中堅電器メーカーに勤める川谷翔太(30歳)は、妻子がある既婚男性であるにもかかわらず、担当する家電量販店に務める木村未来(23歳)と定期的に逢瀬(おうせ)を重ねるようになっていった。素直に自分の要求に応える未来に対して、川谷は自分の要求をエスカレートさせていくが……。

●前編:気づけば週2の二重生活に…出世目前の30代サラリーマンが不倫に走った経緯

不倫相手を着信拒否で放置しようとした結果

川谷と未来が付き合い始めて2年を過ぎた頃に、未来は川谷の子を妊娠する。未来は、川谷から堕胎を勧められた時に川谷が言った「もう少しの間、辛抱してほしい」という言葉には、川谷が離婚の準備をしているためだという意味が確かにあったと言っている。しかし、川谷は、そのようなことを言った覚えはないと否定している。

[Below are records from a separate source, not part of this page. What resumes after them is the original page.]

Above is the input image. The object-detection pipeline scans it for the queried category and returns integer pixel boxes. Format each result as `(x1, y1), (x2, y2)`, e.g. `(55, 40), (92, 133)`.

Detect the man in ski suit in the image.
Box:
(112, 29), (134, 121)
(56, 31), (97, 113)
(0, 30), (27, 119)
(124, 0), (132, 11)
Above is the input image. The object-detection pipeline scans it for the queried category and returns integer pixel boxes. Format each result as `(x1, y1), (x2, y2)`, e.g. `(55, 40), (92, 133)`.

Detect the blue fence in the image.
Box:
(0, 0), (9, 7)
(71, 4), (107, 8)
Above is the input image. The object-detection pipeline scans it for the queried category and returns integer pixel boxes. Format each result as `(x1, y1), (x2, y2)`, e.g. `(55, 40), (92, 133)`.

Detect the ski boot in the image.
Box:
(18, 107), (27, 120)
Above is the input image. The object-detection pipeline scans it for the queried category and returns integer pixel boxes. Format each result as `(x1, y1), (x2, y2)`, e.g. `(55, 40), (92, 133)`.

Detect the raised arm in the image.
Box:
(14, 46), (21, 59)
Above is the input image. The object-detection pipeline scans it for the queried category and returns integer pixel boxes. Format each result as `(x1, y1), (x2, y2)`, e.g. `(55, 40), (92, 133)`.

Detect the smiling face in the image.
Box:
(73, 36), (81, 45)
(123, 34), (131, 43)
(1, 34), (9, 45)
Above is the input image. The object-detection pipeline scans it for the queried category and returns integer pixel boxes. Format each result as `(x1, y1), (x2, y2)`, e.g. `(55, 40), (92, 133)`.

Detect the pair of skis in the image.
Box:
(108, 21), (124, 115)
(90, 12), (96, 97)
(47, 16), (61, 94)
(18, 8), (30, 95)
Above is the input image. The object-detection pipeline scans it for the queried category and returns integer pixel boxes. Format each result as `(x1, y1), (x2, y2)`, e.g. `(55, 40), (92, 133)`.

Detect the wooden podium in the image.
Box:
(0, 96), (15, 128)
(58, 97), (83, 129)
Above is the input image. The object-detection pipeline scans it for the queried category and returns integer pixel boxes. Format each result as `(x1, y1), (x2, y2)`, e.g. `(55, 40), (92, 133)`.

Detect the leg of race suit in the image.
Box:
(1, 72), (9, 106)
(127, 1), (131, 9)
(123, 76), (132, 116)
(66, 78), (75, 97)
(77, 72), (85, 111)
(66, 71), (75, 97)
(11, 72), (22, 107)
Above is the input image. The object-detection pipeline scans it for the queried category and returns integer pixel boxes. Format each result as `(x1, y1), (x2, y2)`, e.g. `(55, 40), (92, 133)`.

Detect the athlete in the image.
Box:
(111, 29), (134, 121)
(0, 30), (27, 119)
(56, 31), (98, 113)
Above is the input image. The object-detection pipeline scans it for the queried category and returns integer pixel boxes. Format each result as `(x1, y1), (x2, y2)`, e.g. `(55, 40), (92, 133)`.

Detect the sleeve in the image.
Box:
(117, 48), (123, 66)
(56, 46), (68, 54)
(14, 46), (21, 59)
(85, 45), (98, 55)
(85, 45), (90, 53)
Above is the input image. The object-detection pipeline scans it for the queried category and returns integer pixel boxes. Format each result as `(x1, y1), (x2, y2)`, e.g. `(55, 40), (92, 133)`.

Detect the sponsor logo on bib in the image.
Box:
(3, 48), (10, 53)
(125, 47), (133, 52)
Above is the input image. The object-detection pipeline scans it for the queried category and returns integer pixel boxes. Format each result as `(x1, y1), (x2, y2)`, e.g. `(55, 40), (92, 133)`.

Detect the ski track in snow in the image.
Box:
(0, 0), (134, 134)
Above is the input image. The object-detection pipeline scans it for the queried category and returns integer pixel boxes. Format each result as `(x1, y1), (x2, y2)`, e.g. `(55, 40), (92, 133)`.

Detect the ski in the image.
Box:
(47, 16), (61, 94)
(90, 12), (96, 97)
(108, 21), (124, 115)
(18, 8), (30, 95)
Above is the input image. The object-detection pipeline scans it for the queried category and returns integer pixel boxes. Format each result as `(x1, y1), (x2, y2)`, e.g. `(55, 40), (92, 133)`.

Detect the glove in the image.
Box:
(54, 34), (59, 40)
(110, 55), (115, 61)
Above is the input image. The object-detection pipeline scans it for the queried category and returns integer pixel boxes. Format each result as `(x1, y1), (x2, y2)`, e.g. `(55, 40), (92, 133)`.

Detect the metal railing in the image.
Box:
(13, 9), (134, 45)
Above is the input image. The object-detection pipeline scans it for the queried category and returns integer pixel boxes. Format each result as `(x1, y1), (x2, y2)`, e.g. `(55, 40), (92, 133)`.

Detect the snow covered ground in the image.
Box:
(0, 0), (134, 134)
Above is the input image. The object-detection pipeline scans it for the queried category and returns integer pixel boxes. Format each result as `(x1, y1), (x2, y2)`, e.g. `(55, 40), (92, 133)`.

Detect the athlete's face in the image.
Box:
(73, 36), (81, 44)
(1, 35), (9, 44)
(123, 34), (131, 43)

川谷と未来の関係は、未来の妊娠・堕胎によって変質した。未来は「週に2回ほど会うことが当たり前だったものが、月に2回も会えなくなり、店舗で顔を合わせることがあっても明らかに避けられているように感じました。そして、あの日(堕胎の日)から半年が過ぎた頃、川谷さんは担当店舗を代わり、会うことが一層難しくなりました」と証言した。川谷は、未来が結婚を迫るようになってきたことにプレッシャーを感じていたという。未来にとっては、文字通り、「身も心もささげた大恋愛」だったが、川谷にとっては、「都合の良い浮気相手」でしかなかったということだ。

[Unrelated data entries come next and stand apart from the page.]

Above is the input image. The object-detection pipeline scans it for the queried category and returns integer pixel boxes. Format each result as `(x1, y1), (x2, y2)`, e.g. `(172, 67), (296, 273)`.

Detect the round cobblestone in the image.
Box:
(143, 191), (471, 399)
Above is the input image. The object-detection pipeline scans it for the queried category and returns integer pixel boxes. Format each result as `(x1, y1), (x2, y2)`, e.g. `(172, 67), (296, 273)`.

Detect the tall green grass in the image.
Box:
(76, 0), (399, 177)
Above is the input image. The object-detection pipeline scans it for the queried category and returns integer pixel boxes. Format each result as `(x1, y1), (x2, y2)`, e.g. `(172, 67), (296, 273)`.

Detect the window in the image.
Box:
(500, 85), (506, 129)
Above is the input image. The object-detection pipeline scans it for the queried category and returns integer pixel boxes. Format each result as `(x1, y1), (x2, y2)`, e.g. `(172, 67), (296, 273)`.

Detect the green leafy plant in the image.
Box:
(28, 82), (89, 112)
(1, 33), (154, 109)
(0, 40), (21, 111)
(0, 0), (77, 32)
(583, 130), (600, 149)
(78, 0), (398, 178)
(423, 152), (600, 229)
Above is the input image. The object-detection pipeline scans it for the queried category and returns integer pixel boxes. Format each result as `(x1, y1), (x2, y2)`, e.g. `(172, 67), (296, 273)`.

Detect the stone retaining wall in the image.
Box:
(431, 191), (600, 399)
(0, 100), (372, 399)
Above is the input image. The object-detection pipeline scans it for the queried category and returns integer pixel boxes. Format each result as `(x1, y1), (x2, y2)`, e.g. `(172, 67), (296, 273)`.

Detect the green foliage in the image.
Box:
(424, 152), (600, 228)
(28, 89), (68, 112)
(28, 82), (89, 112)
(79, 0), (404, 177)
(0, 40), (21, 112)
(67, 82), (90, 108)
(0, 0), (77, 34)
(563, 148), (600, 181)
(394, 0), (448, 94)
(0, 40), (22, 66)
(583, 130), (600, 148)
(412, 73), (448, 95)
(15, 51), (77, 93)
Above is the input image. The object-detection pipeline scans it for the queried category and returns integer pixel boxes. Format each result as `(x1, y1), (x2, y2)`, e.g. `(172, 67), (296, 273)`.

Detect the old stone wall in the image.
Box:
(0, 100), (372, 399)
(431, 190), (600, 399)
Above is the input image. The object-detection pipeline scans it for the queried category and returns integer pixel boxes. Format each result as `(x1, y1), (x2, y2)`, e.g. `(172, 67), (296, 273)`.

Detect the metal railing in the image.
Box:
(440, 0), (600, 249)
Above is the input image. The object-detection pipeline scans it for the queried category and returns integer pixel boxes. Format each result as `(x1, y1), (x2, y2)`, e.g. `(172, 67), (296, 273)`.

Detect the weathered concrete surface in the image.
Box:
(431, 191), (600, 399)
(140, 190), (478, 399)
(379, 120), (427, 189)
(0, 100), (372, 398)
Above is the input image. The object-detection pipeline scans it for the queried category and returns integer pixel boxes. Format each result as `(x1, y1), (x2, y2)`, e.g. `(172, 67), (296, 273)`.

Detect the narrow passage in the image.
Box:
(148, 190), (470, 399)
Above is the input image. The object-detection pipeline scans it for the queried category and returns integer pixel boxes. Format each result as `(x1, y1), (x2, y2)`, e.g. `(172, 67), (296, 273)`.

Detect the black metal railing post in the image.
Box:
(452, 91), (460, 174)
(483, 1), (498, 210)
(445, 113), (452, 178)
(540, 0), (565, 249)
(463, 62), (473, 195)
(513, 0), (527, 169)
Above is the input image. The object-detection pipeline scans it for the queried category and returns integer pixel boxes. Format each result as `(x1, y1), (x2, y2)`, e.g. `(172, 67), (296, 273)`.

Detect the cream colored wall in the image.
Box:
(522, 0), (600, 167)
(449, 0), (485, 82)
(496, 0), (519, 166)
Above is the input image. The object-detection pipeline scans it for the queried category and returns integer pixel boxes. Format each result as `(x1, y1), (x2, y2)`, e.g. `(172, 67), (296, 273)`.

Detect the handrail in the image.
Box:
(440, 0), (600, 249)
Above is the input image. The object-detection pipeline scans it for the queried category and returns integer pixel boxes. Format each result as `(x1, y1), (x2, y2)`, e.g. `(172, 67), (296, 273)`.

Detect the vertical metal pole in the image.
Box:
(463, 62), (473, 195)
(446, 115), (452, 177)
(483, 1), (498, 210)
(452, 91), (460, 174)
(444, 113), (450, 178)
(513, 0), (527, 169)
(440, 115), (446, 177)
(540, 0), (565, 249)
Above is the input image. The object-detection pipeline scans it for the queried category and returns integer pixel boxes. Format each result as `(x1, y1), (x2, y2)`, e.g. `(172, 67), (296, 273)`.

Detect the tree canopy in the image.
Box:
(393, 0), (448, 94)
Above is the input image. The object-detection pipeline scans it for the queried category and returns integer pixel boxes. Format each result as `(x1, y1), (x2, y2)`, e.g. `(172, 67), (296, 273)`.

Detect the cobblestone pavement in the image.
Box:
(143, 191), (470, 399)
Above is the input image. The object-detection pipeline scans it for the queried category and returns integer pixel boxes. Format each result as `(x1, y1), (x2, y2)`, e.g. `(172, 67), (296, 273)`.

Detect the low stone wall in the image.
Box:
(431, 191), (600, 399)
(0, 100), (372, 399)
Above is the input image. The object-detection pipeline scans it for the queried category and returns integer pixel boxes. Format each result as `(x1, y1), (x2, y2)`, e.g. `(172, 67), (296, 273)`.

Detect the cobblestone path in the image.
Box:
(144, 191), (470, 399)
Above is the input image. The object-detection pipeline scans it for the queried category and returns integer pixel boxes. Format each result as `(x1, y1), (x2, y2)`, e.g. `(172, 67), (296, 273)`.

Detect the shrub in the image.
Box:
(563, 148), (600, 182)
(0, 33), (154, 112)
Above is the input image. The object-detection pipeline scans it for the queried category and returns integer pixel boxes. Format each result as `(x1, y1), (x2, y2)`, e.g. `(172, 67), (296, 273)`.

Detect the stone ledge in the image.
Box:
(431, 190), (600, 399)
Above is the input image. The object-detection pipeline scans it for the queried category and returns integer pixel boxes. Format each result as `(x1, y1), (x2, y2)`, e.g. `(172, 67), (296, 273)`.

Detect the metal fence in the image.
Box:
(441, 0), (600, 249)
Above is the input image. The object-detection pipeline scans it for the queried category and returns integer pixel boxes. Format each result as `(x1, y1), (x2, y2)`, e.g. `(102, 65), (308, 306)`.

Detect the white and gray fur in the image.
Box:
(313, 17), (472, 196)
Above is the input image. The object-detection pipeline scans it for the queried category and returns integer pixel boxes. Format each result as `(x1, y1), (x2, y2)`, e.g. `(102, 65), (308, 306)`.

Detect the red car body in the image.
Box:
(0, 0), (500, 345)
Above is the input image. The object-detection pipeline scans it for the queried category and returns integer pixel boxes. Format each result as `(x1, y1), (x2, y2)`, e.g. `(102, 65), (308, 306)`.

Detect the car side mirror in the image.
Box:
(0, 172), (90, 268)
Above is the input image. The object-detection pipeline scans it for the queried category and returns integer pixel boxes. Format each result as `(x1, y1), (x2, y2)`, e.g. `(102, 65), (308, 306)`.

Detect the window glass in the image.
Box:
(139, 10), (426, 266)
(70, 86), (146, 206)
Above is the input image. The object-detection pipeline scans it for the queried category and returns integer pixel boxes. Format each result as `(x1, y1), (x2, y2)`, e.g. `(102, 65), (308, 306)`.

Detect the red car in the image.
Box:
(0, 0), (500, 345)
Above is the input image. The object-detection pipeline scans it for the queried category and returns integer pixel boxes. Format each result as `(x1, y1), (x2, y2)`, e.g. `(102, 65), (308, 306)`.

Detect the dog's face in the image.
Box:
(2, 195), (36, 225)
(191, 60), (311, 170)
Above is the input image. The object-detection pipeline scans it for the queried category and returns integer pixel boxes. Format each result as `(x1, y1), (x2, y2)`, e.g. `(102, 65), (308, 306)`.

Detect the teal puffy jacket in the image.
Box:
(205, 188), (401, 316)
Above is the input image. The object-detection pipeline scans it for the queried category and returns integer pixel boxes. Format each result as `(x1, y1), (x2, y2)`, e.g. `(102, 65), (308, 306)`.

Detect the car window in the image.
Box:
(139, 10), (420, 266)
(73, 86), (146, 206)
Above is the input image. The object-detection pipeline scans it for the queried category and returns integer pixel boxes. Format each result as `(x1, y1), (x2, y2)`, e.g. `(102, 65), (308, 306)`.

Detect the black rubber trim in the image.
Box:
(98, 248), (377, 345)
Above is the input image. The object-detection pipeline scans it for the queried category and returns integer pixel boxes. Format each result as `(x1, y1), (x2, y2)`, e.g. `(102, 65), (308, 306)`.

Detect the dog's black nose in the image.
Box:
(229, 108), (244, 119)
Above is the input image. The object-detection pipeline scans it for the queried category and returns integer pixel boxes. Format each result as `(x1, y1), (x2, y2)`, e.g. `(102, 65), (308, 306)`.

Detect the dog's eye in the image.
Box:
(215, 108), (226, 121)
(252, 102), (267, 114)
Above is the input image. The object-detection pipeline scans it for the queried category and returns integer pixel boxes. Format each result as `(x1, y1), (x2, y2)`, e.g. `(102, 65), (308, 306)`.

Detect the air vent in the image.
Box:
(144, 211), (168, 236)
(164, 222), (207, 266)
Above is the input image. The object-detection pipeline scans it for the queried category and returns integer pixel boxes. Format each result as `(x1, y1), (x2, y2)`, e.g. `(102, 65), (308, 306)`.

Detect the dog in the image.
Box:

川谷は、担当店舗が変わってからは、未来との関係を絶つことに努めた。未来のマンションを訪ねることはなくなり、未来からの連絡には返事を出さなかったばかりが、最終的には着信拒否にして未来からの連絡を遮断した。結果的には、川谷がとった着信拒否が、未来を追い詰め、勤め先を直接訪問するという行動に駆り立ててしまった。川谷は後になって、「もっとよく話を聞いておけばよかった」と反省しているが、それは、調停という審判を受ける場に立ち会うことになるかもしれないと追い込まれてからのことだった。

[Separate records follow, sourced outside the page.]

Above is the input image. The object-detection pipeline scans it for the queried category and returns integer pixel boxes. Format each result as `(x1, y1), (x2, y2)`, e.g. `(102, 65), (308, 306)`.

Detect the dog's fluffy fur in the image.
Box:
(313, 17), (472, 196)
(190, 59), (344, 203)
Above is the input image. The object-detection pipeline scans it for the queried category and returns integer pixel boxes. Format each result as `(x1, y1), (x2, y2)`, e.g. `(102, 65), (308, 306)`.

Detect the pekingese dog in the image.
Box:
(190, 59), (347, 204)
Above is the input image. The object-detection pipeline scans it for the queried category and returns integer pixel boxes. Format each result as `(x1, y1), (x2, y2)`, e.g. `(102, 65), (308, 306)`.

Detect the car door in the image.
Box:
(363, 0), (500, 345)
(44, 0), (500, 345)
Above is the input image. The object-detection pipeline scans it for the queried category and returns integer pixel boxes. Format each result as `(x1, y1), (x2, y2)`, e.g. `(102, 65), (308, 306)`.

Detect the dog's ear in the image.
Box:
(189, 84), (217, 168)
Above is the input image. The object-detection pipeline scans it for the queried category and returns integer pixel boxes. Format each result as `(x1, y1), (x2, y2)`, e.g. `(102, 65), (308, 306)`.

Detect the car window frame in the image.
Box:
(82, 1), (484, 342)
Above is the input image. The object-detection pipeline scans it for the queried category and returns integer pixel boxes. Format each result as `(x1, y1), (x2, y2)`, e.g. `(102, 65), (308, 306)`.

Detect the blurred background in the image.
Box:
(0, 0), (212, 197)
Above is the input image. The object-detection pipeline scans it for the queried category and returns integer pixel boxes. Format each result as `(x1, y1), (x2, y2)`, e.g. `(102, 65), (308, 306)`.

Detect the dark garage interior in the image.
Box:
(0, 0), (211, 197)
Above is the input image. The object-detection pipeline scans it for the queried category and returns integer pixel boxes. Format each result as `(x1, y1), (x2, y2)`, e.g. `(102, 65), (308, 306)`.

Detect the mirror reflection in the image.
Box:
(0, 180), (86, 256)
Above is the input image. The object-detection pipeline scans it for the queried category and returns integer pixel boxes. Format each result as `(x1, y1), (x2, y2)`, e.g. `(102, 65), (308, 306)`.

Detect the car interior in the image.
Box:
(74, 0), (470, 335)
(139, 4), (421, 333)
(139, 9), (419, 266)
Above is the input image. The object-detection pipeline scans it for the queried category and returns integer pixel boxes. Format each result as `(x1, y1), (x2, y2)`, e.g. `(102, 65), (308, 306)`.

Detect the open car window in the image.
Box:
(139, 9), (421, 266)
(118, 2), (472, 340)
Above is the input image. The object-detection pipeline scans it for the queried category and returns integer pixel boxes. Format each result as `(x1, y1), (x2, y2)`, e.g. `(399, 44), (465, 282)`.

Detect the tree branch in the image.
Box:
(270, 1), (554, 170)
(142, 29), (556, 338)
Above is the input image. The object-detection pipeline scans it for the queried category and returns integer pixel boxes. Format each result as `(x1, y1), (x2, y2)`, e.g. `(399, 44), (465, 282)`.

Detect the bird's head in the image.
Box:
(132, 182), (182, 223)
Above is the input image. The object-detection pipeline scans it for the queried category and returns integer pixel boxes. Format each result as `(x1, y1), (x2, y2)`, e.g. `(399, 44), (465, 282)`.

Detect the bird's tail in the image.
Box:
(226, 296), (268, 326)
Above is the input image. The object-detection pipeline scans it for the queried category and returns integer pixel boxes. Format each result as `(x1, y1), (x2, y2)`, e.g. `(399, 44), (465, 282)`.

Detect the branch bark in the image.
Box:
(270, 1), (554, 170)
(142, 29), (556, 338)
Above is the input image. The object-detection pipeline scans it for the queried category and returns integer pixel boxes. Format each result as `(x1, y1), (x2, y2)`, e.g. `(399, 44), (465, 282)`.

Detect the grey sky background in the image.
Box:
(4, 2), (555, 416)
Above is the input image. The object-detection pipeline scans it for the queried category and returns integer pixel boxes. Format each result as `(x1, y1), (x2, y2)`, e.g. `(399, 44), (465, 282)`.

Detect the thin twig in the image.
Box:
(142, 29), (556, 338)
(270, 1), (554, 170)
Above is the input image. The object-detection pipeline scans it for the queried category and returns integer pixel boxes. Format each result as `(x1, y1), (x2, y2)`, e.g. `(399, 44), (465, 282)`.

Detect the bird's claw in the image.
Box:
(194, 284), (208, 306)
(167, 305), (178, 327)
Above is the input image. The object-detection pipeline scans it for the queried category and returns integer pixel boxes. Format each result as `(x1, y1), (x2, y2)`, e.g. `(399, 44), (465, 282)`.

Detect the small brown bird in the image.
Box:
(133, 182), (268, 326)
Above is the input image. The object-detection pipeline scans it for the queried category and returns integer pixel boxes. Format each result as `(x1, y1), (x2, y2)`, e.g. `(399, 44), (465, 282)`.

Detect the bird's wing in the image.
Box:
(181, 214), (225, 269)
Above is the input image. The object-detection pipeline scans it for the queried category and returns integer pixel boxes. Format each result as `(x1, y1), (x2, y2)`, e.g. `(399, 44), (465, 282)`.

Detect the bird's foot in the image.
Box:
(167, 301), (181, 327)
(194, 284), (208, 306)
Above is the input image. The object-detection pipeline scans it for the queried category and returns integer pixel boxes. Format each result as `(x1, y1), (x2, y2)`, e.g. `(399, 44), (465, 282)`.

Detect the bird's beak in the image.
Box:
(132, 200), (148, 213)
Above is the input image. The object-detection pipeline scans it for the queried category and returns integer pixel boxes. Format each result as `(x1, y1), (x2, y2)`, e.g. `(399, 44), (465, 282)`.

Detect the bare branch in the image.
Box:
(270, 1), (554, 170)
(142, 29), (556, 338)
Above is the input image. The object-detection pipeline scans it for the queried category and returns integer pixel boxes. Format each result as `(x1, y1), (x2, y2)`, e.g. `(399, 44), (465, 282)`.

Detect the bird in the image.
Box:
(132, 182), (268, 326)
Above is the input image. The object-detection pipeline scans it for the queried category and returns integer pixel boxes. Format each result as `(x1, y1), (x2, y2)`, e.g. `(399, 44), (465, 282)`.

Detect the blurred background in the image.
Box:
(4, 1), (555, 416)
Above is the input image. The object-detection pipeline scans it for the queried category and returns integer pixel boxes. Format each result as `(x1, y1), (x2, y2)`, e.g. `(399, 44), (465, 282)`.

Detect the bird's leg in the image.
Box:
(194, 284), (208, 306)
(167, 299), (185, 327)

その日、たまたま在籍していた川谷は、受付からの連絡に応えて、本社ビル1階の受付に出向いたが、その場に、未来ばかりか、上司の池山がいたことに心底驚いた。場所を移して池山に事情を聞かれ、ありのままを話すしかなかった。川谷は3年ほど前から未来との付き合いがあるものの、妻とは離婚するつもりはないと話した。池山は、川谷に対しては妻には正直に話してわだかまりを残さぬようにと説諭し、未来に対して穏やかに諭すように「不倫は良くない。もっと自分のことを大事にしなければならない」などと語りかけて、川谷のことを忘れるように話した。未来は一言も発することなく、ただ黙って池山の話をきいていたが、最後に1粒の涙を流した。